Copy and paste rows based on values from multiple columns

bragks · July 30, 2018, 8:01am

I'm preparing a dataset for use with the lme4-package, and I seem to have sinned on one (probably all) of the principles of tidy data.

The dataset looks something like this (actual set has ~ 250 observations):

tribble(
~ID, ~test1, ~randomvar,  ~test2,
  1, "result1", 2,  NA,
  2, "result1", 1,  "result2",
  3, "result1", 4,  NA
)

What I need to do is copy every observation where the value of test1 AND test2 is not NA while retaining all other values in the row and inserting them into the same data frame. Basically, copy and paste all rows where the values of two variables are equal to !is.na. I've had a look in R4DS but I can't seem to find a suitable solution for this particular type of mess, although it might just be that I haven't figured out exactly how spread() and gather() works...
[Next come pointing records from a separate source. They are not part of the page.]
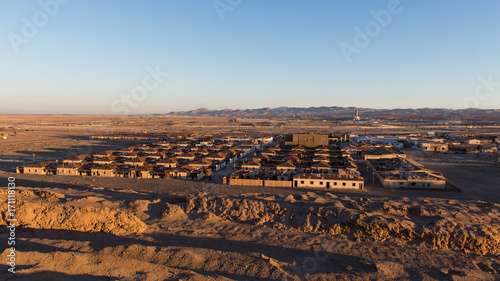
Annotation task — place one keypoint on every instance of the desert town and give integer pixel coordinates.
(295, 160)
(170, 193)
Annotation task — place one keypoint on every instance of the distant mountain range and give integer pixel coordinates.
(333, 110)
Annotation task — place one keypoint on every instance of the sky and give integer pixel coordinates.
(142, 57)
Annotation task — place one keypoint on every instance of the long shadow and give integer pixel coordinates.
(335, 263)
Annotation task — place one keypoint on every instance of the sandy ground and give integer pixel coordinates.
(122, 229)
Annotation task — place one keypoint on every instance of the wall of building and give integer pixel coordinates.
(309, 140)
(327, 183)
(275, 183)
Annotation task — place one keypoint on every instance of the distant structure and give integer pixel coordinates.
(356, 116)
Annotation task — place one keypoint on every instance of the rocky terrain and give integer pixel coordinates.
(134, 235)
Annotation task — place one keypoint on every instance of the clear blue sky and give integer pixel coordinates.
(263, 53)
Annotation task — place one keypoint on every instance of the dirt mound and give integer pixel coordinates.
(438, 225)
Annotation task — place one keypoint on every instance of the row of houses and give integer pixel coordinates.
(431, 142)
(299, 166)
(193, 159)
(335, 179)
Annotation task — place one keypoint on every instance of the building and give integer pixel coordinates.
(432, 146)
(356, 116)
(400, 173)
(328, 181)
(308, 140)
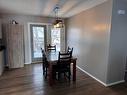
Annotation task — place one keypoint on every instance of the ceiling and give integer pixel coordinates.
(45, 7)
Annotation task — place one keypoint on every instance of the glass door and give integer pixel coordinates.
(37, 41)
(55, 38)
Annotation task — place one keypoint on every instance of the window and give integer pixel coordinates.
(55, 38)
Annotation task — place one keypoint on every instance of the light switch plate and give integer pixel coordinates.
(121, 12)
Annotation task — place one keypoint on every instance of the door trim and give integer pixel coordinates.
(31, 40)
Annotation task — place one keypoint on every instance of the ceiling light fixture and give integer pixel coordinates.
(58, 23)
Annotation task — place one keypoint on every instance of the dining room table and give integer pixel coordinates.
(52, 58)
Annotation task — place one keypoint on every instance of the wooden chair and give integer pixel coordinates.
(45, 63)
(51, 47)
(64, 65)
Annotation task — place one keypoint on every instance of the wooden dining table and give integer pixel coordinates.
(52, 58)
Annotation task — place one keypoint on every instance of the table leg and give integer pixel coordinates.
(74, 70)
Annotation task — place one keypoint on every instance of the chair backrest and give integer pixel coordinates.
(51, 47)
(70, 50)
(64, 59)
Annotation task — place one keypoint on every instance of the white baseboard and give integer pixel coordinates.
(114, 83)
(106, 85)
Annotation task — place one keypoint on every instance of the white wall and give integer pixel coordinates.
(89, 34)
(118, 43)
(26, 20)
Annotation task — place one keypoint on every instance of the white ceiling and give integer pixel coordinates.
(45, 7)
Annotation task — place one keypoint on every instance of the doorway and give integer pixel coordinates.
(38, 41)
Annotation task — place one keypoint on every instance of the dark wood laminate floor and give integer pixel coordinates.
(29, 81)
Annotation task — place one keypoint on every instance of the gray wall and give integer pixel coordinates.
(89, 33)
(118, 43)
(24, 20)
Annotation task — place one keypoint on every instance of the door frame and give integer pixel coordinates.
(31, 40)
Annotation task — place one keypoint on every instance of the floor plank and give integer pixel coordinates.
(30, 81)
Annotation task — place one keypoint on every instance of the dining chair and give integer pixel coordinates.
(64, 65)
(45, 63)
(51, 47)
(70, 50)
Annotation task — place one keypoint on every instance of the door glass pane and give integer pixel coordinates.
(38, 41)
(55, 37)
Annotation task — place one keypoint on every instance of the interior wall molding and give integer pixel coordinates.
(106, 85)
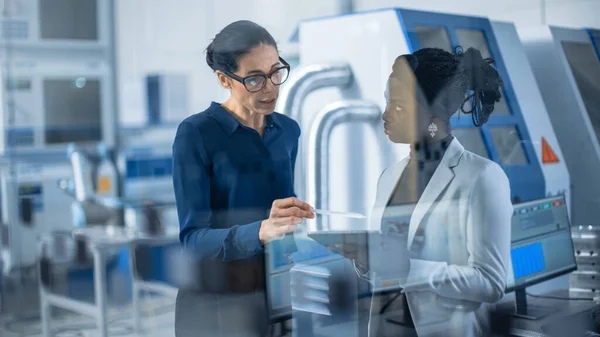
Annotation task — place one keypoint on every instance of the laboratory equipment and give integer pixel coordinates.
(585, 281)
(517, 135)
(57, 75)
(541, 249)
(278, 267)
(513, 136)
(64, 24)
(344, 214)
(167, 98)
(567, 69)
(108, 180)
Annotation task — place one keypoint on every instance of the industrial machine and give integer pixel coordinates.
(541, 249)
(516, 135)
(58, 87)
(566, 64)
(343, 149)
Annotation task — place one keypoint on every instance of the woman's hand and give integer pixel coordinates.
(285, 216)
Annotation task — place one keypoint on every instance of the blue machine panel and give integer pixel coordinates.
(528, 260)
(148, 167)
(525, 174)
(595, 37)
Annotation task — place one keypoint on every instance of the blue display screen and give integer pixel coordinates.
(528, 260)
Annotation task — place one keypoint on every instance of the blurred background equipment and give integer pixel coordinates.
(541, 249)
(566, 65)
(512, 137)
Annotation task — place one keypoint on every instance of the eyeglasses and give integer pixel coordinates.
(255, 83)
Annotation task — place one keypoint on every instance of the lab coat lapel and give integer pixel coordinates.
(442, 176)
(384, 193)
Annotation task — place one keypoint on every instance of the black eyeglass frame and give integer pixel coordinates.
(266, 77)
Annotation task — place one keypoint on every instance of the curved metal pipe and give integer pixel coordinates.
(320, 133)
(310, 78)
(304, 81)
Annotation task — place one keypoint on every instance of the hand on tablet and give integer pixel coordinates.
(285, 216)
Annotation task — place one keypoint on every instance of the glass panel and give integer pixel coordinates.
(469, 38)
(68, 19)
(72, 110)
(434, 37)
(586, 69)
(508, 145)
(471, 140)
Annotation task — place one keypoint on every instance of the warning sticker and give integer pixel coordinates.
(548, 155)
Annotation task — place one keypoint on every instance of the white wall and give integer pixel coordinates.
(571, 13)
(171, 36)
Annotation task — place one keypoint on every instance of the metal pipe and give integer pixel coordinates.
(161, 288)
(70, 304)
(100, 293)
(320, 133)
(303, 82)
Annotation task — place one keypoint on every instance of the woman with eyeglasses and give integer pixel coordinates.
(233, 172)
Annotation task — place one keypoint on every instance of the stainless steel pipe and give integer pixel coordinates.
(303, 82)
(332, 115)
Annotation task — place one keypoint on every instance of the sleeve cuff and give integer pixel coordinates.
(248, 239)
(422, 275)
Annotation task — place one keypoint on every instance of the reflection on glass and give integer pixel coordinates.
(500, 108)
(472, 140)
(469, 38)
(585, 66)
(68, 20)
(508, 145)
(434, 37)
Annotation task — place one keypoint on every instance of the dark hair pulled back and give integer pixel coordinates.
(235, 40)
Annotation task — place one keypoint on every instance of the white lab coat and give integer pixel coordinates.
(465, 212)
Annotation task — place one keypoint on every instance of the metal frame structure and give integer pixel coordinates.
(101, 245)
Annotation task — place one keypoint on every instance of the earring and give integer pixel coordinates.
(432, 129)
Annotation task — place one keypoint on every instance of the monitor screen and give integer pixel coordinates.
(541, 245)
(585, 67)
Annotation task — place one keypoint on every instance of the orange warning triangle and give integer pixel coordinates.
(548, 155)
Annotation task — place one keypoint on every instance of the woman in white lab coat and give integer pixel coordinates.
(457, 236)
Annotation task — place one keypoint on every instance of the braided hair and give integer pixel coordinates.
(451, 80)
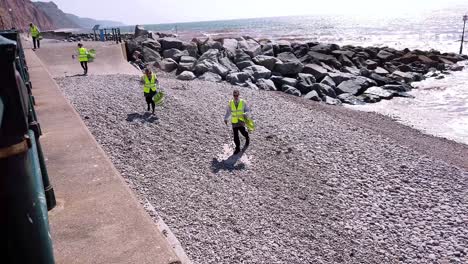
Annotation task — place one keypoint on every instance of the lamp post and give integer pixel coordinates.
(465, 17)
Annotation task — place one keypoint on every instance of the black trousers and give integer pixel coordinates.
(244, 133)
(36, 43)
(149, 99)
(84, 65)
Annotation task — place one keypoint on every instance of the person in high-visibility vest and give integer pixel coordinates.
(150, 86)
(35, 33)
(83, 58)
(239, 112)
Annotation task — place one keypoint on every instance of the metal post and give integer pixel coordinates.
(465, 17)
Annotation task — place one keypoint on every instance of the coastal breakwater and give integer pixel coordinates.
(312, 70)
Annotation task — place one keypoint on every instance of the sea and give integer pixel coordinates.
(440, 107)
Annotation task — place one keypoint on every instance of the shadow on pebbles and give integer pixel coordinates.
(317, 184)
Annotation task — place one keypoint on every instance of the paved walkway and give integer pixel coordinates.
(97, 219)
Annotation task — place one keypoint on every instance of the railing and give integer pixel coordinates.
(26, 194)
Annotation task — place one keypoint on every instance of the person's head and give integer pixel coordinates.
(148, 71)
(235, 94)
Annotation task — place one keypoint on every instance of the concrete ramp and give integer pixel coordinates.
(110, 59)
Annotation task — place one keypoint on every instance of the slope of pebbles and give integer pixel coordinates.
(313, 187)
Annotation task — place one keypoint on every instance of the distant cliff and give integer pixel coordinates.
(64, 20)
(19, 13)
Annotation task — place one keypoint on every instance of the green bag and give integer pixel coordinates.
(91, 55)
(250, 124)
(158, 99)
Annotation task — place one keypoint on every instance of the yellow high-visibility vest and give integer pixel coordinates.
(34, 31)
(237, 114)
(149, 84)
(83, 54)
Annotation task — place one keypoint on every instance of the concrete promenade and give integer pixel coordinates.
(97, 219)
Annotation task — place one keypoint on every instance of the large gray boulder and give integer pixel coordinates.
(327, 59)
(226, 62)
(385, 55)
(350, 99)
(345, 61)
(280, 81)
(168, 65)
(191, 48)
(379, 79)
(332, 101)
(380, 92)
(381, 71)
(345, 52)
(287, 57)
(210, 66)
(240, 56)
(208, 44)
(251, 85)
(355, 86)
(268, 49)
(324, 48)
(186, 63)
(251, 47)
(290, 90)
(267, 85)
(397, 87)
(305, 82)
(257, 72)
(289, 68)
(371, 65)
(210, 77)
(171, 43)
(313, 95)
(174, 54)
(266, 61)
(324, 90)
(152, 44)
(211, 54)
(316, 70)
(230, 45)
(339, 77)
(237, 78)
(407, 77)
(186, 76)
(328, 81)
(150, 55)
(244, 64)
(284, 46)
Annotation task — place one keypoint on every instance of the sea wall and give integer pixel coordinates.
(315, 71)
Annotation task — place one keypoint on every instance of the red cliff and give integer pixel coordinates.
(19, 13)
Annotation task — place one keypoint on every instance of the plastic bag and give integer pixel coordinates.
(91, 55)
(158, 98)
(250, 124)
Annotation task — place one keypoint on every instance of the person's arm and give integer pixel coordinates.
(227, 115)
(246, 110)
mishabalyasin · July 30, 2018, 8:39am

Not gonna lie, I'm a bit confused by your explanation of what you want to achieve. It would help if next time (or even this time, if I didn't get what you wanted) you write down the expected result similar to how you've written down the input.
That being said, does this do what you want?

library(tidyverse)

df <- tribble(
  ~ID, ~test1, ~randomvar,  ~test2,
  1, "result1", 2,  NA,
  2, "result1", 1,  "result2",
  3, "result1", 4,  NA
)

df %>%
  filter_at(vars(starts_with("test")), all_vars(!is.na(.)))
#> # A tibble: 1 x 4
#>      ID test1   randomvar test2  
#>   <dbl> <chr>       <dbl> <chr>  
#> 1     2 result1         1 result2

Created on 2018-07-30 by the reprex package (v0.2.0).
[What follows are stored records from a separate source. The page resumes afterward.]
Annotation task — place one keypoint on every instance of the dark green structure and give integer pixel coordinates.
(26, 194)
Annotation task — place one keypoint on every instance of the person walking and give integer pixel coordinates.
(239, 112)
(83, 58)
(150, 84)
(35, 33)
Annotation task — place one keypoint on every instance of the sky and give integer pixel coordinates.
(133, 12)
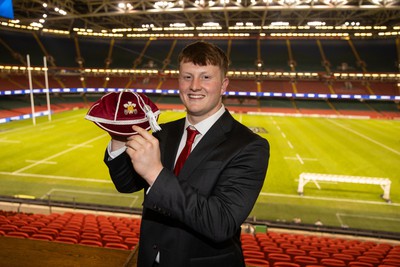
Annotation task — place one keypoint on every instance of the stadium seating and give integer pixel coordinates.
(262, 249)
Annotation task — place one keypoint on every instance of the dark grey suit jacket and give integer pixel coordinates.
(195, 219)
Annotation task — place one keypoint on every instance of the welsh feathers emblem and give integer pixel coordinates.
(130, 108)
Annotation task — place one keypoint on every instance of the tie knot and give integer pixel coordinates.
(192, 132)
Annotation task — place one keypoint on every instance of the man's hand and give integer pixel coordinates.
(144, 151)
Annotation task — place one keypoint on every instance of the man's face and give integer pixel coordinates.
(200, 89)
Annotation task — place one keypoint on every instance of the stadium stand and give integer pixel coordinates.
(264, 247)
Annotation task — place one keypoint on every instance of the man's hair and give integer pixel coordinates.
(203, 53)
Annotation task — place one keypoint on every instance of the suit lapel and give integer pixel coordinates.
(173, 138)
(215, 136)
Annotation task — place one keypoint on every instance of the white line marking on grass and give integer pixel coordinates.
(10, 141)
(290, 144)
(299, 158)
(367, 138)
(47, 127)
(43, 162)
(87, 146)
(340, 215)
(30, 126)
(56, 177)
(59, 154)
(329, 199)
(135, 198)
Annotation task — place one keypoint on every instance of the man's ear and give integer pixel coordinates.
(224, 86)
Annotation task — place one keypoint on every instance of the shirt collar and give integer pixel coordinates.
(206, 124)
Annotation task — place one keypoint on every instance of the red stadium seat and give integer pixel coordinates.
(256, 262)
(42, 237)
(30, 230)
(112, 239)
(295, 252)
(344, 257)
(253, 254)
(333, 263)
(93, 243)
(391, 261)
(360, 264)
(374, 261)
(251, 247)
(131, 242)
(8, 228)
(305, 260)
(278, 257)
(319, 255)
(49, 231)
(17, 234)
(90, 236)
(285, 264)
(65, 239)
(116, 246)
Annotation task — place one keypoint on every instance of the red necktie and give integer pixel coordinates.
(191, 134)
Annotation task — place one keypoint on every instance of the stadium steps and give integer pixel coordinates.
(261, 247)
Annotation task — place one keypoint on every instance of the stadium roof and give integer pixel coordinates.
(230, 15)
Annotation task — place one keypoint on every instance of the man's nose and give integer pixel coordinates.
(196, 84)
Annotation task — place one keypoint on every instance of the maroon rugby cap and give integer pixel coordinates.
(117, 112)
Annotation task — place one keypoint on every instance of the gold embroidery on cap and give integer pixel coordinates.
(130, 108)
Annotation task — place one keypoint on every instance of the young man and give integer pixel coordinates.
(194, 217)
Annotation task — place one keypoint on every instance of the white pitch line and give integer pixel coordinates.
(340, 215)
(87, 193)
(56, 177)
(329, 199)
(30, 126)
(10, 141)
(46, 162)
(367, 138)
(59, 154)
(299, 158)
(47, 127)
(87, 146)
(368, 217)
(135, 198)
(290, 144)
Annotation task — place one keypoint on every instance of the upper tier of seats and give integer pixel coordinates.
(261, 248)
(375, 55)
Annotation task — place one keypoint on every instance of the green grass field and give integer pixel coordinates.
(63, 159)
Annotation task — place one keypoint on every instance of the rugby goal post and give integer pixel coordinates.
(306, 177)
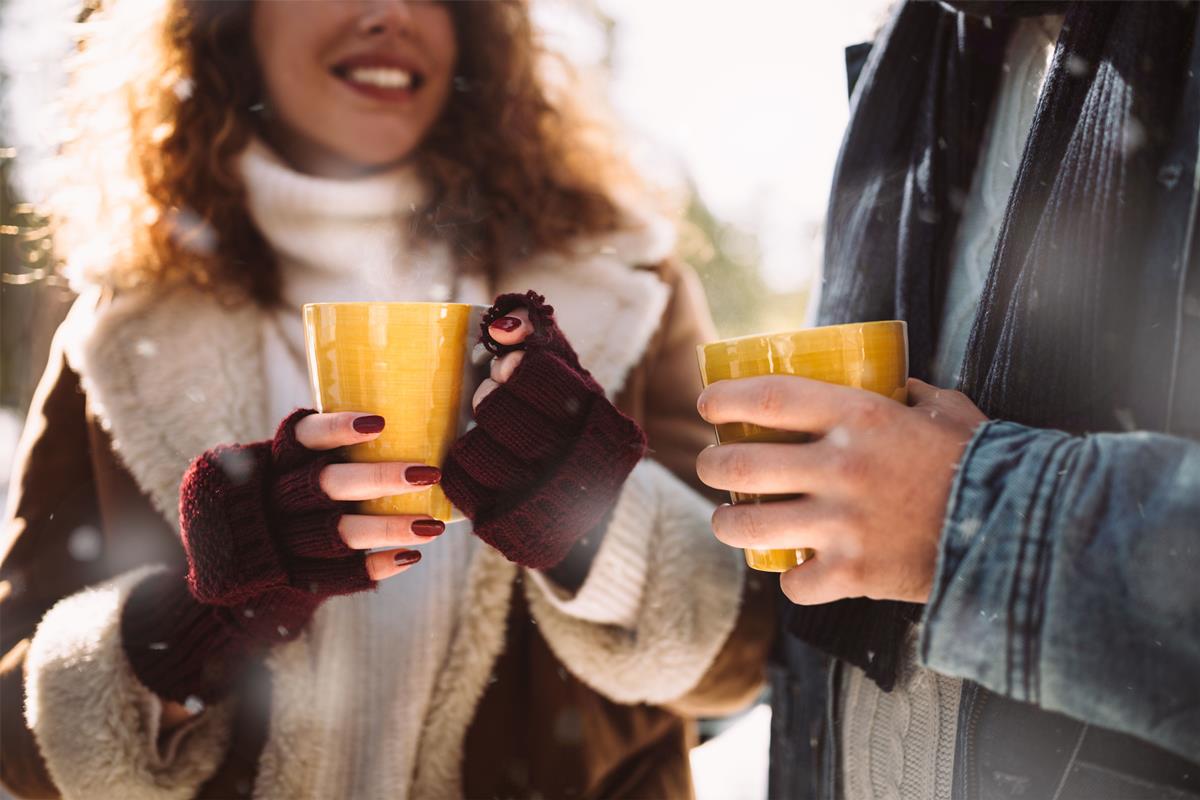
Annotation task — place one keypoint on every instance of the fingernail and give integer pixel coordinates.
(423, 475)
(369, 423)
(403, 558)
(507, 324)
(429, 527)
bragks · July 30, 2018, 9:15am

Sorry, don't know why I didn't just make a tribble of what I want as well...

I want to turn this:

tribble(
~ID, ~test1, ~randomvar,  ~test2,
  1, "result1", 2,  NA,
  2, "result1", 1,  "result2",
  3, "result1", 4,  NA,
  4, "result1", 8,  "result2"
)

into this:

tribble(
~ID, ~test1, ~randomvar,  ~test2,
  1, "result1", 2,  NA,
  2, "result1", 1,  "result2",
  2, "result1", 1,  "result2",
  3, "result1", 4,  NA,
  4, "result1", 8,  "result2",
  4, "result1", 8,  "result2"
)

result1 and result2 were just ment as placeholders. The values will vary so I guess I will have to select based on the presence(not NA) in both of them.
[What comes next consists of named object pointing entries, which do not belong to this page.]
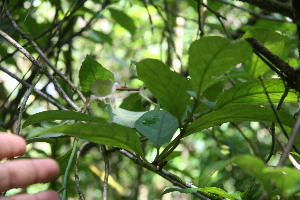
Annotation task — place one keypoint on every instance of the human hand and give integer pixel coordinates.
(24, 172)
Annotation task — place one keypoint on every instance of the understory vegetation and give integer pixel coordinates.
(156, 99)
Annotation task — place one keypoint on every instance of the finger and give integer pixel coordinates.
(24, 172)
(46, 195)
(11, 145)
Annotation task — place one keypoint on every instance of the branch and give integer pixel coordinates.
(273, 6)
(290, 143)
(175, 180)
(26, 96)
(41, 67)
(291, 75)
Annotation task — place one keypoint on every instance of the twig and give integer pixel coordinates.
(106, 162)
(76, 174)
(167, 175)
(291, 76)
(65, 182)
(40, 93)
(273, 108)
(290, 143)
(200, 24)
(272, 129)
(254, 149)
(23, 104)
(149, 16)
(44, 57)
(261, 16)
(41, 67)
(273, 6)
(294, 162)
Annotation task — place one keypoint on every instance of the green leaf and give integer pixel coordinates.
(213, 190)
(158, 126)
(253, 92)
(211, 57)
(206, 175)
(218, 191)
(63, 161)
(186, 190)
(133, 103)
(107, 134)
(52, 115)
(250, 164)
(49, 138)
(238, 113)
(124, 20)
(99, 37)
(272, 41)
(167, 86)
(286, 179)
(124, 117)
(90, 72)
(102, 88)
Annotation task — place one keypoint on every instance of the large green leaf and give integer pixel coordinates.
(90, 72)
(167, 86)
(123, 19)
(99, 37)
(107, 134)
(158, 126)
(213, 190)
(52, 115)
(211, 57)
(272, 41)
(238, 113)
(253, 93)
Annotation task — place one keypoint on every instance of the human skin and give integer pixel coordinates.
(20, 173)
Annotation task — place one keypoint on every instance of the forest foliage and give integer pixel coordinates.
(156, 99)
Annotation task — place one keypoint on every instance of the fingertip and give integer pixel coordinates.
(51, 165)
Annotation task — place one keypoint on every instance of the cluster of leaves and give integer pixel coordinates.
(224, 82)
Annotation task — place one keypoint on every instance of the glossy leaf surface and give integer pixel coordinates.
(158, 126)
(107, 134)
(52, 115)
(90, 72)
(210, 57)
(239, 113)
(167, 86)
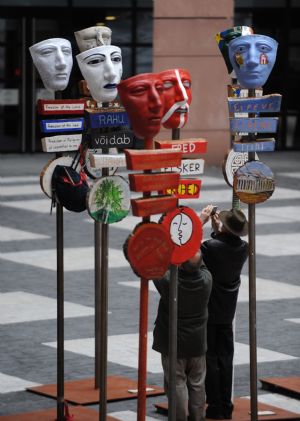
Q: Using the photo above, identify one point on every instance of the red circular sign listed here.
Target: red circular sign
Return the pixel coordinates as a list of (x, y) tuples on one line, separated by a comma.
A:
[(185, 229), (149, 249)]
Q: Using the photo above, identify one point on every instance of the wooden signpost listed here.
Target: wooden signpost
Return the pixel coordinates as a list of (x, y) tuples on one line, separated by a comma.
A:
[(62, 125), (253, 125), (188, 167), (61, 106), (188, 188), (108, 117), (115, 139)]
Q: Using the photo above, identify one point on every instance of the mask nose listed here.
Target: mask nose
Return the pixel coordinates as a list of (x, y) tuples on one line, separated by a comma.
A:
[(60, 60), (109, 71), (253, 59), (155, 103)]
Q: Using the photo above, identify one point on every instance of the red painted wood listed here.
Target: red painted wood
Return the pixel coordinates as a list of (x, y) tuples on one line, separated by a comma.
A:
[(187, 189), (186, 146), (153, 181), (149, 249), (151, 159), (61, 106), (153, 205)]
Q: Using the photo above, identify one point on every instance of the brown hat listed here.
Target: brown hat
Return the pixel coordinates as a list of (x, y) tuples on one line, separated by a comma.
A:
[(235, 222)]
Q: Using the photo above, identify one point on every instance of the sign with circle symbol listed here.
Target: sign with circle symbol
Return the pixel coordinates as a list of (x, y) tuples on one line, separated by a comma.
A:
[(108, 200), (185, 229), (149, 249), (254, 182), (232, 162)]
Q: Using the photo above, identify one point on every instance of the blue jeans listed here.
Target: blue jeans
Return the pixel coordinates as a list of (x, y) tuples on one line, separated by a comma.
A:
[(190, 387)]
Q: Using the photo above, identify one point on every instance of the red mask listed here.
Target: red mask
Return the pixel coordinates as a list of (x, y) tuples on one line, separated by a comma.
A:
[(178, 96), (142, 97)]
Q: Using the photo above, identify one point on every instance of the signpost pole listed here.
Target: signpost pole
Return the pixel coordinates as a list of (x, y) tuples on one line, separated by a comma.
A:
[(60, 302), (173, 315), (143, 326), (252, 297)]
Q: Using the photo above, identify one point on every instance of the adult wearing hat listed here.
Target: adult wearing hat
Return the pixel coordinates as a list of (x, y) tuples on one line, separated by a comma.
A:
[(224, 255)]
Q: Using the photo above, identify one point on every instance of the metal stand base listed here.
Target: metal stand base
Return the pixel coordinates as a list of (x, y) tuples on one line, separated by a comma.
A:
[(83, 392), (80, 414), (289, 386), (242, 411)]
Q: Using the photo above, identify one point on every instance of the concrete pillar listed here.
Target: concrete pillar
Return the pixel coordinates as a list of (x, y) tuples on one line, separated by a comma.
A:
[(184, 36)]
Did this make any more sense?

mishabalyasin · July 30, 2018, 9:35am

My first approach is exactly what you need then . The only added wrinkle is that you need to add result to your original dataset. This can be done like this:

library(tidyverse)

df <- tribble(
  ~ID, ~test1, ~randomvar,  ~test2,
  1, "result1", 2,  NA,
  2, "result1", 1,  "result2",
  3, "result1", 4,  NA,
  4, "result1", 8,  "result2"
)

res <- tribble(
  ~ID, ~test1, ~randomvar,  ~test2,
  1, "result1", 2,  NA,
  2, "result1", 1,  "result2",
  2, "result1", 1,  "result2",
  3, "result1", 4,  NA,
  4, "result1", 8,  "result2",
  4, "result1", 8,  "result2"
)

res2 <- bind_rows(df, 
          df %>%
            filter_at(vars(starts_with("test")), all_vars(!is.na(.))))

all_equal(res, res2)
#> [1] TRUE

Created on 2018-07-30 by the reprex package (v0.2.0).

bragks · July 30, 2018, 10:46am

Excellent, thank you! I should have mentioned that the actual variable names are not test1 and test2. However I (think I) managed to solve it with:

test <- bind_rows(df,
                 df %>% 
                   filter_at(vars(one_of("img_date", "b_date")), all_vars(!is.na(.))))

Would you agree this does the same given the names img_date and b_date? I tried checking with all_equal() and it says they're equal, guess I'm just worried I'll mess something up...

mishabalyasin · July 30, 2018, 11:02am

You can also use ends_with("date") if it makes sense on your data, but overall it looks like it should give you the result you want.
If all_equal returns TRUE then they are equal. You can always add couple more tests to check validity, of course, but this function tends to be fairly reliable.